Cover 7

Strike Up the Band

Strike Up the Band

2017 • 210 pages

Ratings1

Average rating3

15

This book is soft and sweet and quiet - all shocking considering it's a book about a music band, which actually works for me really well as I'm not a fan of the high octane lives that most celebrities are depicted as having. So, I actually grabbed this book because it was showing up on asexual book lists and because it has a ‘heat rating of zero.' (I'm not even getting into how sick I am of the level of sex in LGBT+ romances.)

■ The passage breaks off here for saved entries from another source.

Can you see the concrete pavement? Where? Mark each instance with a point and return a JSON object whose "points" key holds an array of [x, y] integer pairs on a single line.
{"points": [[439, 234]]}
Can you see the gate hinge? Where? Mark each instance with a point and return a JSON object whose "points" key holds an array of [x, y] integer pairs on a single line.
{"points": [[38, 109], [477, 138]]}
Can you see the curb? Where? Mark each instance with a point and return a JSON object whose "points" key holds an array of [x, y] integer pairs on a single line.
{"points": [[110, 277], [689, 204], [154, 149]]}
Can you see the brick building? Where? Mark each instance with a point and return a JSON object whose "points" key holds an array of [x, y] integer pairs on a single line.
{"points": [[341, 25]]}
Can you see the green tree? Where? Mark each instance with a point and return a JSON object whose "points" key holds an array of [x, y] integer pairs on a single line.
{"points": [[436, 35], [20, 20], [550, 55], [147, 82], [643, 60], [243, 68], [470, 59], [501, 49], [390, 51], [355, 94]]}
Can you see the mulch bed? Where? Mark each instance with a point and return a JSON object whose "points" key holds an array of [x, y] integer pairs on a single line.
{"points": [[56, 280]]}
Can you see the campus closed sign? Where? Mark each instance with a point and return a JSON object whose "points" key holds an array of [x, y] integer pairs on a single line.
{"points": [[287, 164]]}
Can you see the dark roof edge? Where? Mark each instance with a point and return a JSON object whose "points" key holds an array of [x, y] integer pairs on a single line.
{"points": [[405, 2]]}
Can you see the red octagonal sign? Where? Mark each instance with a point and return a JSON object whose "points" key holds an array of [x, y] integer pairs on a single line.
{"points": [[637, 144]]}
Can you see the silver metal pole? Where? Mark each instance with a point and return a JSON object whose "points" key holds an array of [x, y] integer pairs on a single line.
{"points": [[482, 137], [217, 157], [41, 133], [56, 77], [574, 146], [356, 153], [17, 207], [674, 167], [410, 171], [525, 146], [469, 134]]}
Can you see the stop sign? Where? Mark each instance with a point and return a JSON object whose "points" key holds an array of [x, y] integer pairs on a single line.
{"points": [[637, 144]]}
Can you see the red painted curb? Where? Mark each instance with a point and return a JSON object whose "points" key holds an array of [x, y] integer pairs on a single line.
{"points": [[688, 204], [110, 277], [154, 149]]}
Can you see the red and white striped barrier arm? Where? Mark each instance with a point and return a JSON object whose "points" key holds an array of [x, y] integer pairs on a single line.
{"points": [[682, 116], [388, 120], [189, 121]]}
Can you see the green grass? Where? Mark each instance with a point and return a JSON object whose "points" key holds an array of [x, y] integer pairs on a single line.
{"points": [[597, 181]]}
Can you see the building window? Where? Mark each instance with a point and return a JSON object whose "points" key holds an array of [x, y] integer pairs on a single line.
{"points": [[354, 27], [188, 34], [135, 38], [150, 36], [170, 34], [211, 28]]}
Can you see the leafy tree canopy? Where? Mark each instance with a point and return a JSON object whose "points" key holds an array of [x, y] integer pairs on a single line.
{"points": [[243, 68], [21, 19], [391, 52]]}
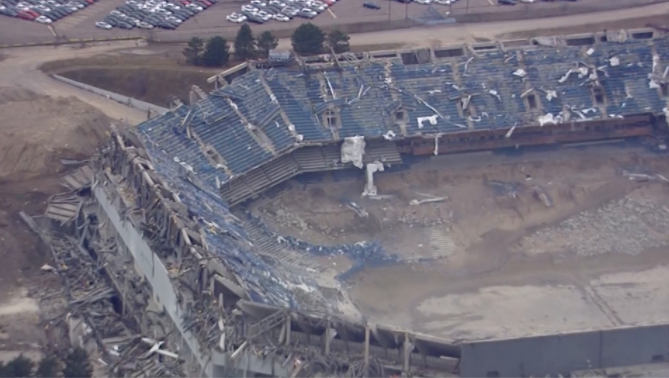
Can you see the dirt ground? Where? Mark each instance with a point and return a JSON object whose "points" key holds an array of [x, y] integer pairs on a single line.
{"points": [[503, 263], [42, 122]]}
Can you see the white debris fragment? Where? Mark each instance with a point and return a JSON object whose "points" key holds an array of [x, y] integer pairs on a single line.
{"points": [[432, 119], [427, 200], [520, 72], [352, 150], [370, 188], [548, 119], [510, 132], [47, 268], [582, 72], [389, 135]]}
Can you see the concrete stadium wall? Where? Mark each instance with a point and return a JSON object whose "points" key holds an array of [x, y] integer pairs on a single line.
{"points": [[151, 267], [137, 104], [564, 353]]}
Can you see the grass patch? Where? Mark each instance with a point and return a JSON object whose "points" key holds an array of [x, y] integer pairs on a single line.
{"points": [[375, 47]]}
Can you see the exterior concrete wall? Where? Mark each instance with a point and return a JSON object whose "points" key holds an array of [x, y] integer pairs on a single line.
{"points": [[149, 265], [562, 354], [153, 270], [137, 104]]}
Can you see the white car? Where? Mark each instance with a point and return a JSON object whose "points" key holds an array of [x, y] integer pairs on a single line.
{"points": [[319, 4], [236, 18], [265, 16], [249, 8], [281, 17], [103, 25]]}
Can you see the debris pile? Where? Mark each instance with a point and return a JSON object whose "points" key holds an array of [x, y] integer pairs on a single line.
{"points": [[363, 254], [628, 226]]}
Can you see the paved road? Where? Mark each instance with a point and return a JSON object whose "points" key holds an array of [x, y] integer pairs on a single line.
{"points": [[463, 33], [21, 69], [212, 21]]}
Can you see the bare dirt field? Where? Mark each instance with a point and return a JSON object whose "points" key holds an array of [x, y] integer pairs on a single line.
{"points": [[42, 121], [505, 264]]}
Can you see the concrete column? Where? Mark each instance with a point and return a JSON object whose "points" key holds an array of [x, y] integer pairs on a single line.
{"points": [[288, 328], [407, 354], [366, 351], [327, 338]]}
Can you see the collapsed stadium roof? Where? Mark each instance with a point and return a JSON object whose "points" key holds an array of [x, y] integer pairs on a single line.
{"points": [[270, 125], [266, 114]]}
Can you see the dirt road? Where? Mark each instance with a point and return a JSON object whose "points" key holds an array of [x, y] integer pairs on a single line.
{"points": [[20, 69]]}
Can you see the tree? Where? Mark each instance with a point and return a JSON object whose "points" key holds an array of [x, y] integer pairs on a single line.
{"points": [[193, 52], [245, 44], [47, 367], [267, 42], [77, 364], [308, 39], [338, 41], [216, 53], [21, 366]]}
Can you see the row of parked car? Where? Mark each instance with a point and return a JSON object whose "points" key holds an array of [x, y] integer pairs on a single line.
{"points": [[42, 11], [165, 14], [259, 11]]}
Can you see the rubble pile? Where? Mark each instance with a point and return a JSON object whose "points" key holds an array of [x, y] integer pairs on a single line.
{"points": [[628, 226], [364, 254]]}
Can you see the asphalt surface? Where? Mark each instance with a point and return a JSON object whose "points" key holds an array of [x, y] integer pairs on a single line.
{"points": [[80, 26]]}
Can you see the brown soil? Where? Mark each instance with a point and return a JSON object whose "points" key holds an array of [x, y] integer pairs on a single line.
{"points": [[37, 131]]}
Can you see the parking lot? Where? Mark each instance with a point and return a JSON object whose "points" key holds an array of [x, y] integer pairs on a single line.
{"points": [[212, 21]]}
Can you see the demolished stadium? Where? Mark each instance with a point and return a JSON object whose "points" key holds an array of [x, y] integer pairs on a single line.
{"points": [[165, 191]]}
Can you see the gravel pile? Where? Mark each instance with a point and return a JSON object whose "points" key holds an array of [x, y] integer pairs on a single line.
{"points": [[628, 226]]}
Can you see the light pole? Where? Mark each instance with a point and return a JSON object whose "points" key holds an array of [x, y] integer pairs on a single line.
{"points": [[390, 6]]}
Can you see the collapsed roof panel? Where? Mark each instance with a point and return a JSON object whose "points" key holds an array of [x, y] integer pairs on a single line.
{"points": [[476, 91]]}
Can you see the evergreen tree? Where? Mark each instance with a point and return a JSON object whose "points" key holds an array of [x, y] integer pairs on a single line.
{"points": [[48, 367], [77, 364], [308, 39], [245, 44], [338, 40], [266, 43], [193, 52], [21, 366], [216, 53]]}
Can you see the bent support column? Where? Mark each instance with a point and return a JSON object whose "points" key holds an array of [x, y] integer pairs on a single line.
{"points": [[370, 189]]}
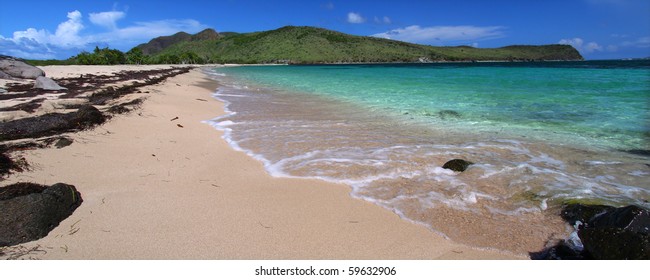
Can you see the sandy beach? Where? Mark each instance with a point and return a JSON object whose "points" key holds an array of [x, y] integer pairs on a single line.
{"points": [[160, 183]]}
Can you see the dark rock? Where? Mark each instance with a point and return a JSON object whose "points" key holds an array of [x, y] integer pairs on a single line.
{"points": [[7, 164], [47, 84], [19, 69], [617, 234], [572, 213], [444, 114], [615, 244], [632, 218], [51, 124], [20, 189], [5, 76], [88, 116], [458, 165], [605, 233], [63, 142], [32, 216], [561, 251], [639, 152]]}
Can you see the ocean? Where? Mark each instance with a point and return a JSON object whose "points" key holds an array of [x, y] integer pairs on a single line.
{"points": [[540, 135]]}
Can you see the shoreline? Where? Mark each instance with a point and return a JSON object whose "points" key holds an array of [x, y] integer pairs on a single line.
{"points": [[160, 189]]}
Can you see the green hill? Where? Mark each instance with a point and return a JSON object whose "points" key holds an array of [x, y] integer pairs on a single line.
{"points": [[293, 44], [158, 44]]}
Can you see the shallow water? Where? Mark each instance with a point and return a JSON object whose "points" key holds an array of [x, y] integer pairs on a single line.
{"points": [[539, 135]]}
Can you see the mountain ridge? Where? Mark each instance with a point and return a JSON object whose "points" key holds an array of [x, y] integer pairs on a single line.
{"points": [[312, 45]]}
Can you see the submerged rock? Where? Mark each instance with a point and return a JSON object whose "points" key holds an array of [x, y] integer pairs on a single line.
{"points": [[444, 114], [30, 211], [618, 234], [63, 142], [47, 84], [605, 233], [458, 165]]}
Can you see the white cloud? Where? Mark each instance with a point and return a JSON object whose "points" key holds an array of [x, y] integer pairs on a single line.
{"points": [[107, 19], [643, 42], [68, 39], [580, 45], [384, 20], [66, 34], [443, 34], [355, 18]]}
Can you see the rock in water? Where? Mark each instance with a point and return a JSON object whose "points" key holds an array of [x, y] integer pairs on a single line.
{"points": [[458, 165], [18, 69], [31, 214], [618, 234], [47, 84], [605, 233]]}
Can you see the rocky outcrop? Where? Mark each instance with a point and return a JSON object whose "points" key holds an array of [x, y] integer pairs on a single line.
{"points": [[47, 84], [30, 211], [603, 233], [18, 69], [458, 165], [618, 234]]}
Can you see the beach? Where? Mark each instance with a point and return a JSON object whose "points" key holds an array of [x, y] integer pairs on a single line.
{"points": [[160, 182]]}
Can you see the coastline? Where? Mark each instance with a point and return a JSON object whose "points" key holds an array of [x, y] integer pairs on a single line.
{"points": [[160, 189]]}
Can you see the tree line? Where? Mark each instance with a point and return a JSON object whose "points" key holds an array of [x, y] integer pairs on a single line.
{"points": [[106, 56]]}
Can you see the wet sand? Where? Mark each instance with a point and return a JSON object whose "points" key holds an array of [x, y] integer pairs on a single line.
{"points": [[159, 183]]}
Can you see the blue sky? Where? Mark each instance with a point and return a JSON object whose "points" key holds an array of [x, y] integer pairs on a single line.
{"points": [[599, 29]]}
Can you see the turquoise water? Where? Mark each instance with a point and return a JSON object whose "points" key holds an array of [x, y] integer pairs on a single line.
{"points": [[604, 103], [540, 134]]}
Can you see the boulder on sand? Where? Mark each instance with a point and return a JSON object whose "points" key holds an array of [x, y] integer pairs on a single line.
{"points": [[46, 83], [19, 69], [31, 211]]}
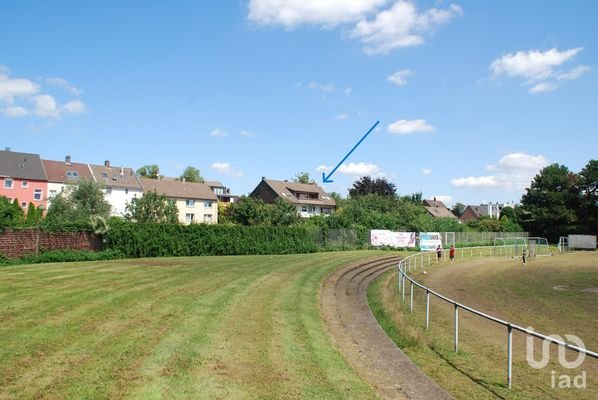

So, yes, we have an ace character that only discovers the term for it during this book. His love interest is bisexual. Both these things make me very happy. The relationship that blooms makes me very happy. They talk about their relationship before taking the next stages, they are friends before they are anything else. Even when their relationship grows...it's almost like they go right to ‘together for years' because of how comfortable they are with each other. It's lovely and angst free.

What isn't good, is that there's an outing. The bi guy has told the girl in the band that he's bi. His mother outs him to the world as gay. In his ‘defense' the girl then outs him to the band/crew as being bi. ... This is not cool. His mother is terrible, we all agree, but the girl that outed him should never have because it wasn't her place to do so, no matter her reasons. She was never called on it and it was never even mentioned that what she did was wrong.

Other than that? The book was awesome. Thankfully enough, the guys were lovely and mature and angst-free and talked like mature adults, because if they had been as unaware of their actions as this girl...I'd be writing a very different review.